Red Teaming AI: The Devil Is In The DetailsSina Fazelpour, Dylan Hadfield-Menell, Luca Belli / Feb 9, 2024
On October 30, 2023, President Joe Biden released an executive order on “Safe, Secure, and Trustworthy Development and Use of Artificial Intelligence.” The order discusses a combination of mitigation strategies to manage the risks AI systems can pose. A distinctive feature of the order is an emphasis on “red-teaming” AI systems to identify their vulnerabilities. The order directs developers of high-risk AI models to disclose the results of red-teaming efforts and directs the National Institute of Standards and Technology (NIST) to develop rigorous guidelines for red-teaming efforts.

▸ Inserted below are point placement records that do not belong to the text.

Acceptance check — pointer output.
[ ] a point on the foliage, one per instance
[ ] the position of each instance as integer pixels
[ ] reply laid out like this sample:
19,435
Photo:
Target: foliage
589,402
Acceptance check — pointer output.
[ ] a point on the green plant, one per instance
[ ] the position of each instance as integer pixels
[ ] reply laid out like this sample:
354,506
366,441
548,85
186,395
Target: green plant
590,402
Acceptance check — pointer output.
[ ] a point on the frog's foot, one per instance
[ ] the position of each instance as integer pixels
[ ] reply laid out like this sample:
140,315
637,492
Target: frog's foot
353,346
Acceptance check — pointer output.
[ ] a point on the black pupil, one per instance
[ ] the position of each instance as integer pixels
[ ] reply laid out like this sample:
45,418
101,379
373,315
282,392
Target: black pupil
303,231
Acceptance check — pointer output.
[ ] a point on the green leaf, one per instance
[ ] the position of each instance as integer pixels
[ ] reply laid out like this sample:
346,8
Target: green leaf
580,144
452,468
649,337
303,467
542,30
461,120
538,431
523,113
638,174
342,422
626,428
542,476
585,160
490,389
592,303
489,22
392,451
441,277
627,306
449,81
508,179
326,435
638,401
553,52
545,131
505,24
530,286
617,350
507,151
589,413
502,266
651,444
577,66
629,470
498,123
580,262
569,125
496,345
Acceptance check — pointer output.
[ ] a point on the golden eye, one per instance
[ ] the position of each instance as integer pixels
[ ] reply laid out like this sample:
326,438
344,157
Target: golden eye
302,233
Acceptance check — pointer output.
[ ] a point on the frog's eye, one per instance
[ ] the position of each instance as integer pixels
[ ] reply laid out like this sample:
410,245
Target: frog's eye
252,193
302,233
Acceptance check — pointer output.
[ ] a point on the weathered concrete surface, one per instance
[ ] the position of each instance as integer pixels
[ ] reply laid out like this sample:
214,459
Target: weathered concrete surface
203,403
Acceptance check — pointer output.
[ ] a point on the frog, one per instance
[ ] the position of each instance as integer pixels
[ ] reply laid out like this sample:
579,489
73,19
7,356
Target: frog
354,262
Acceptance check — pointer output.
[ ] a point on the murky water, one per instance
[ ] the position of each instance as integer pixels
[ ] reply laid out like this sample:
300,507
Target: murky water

The recognition of the importance of red-teaming is a promising development. But to realize the benefits, the operationalization of red-teaming must be sensitive to questions about values and power. Otherwise, red-teaming risks devolving into a mere rubber stamp for industry’s products. To be truly effective, red-teaming practices must be concrete, transparent, and independent. Where possible, they should be subject to democratic oversight.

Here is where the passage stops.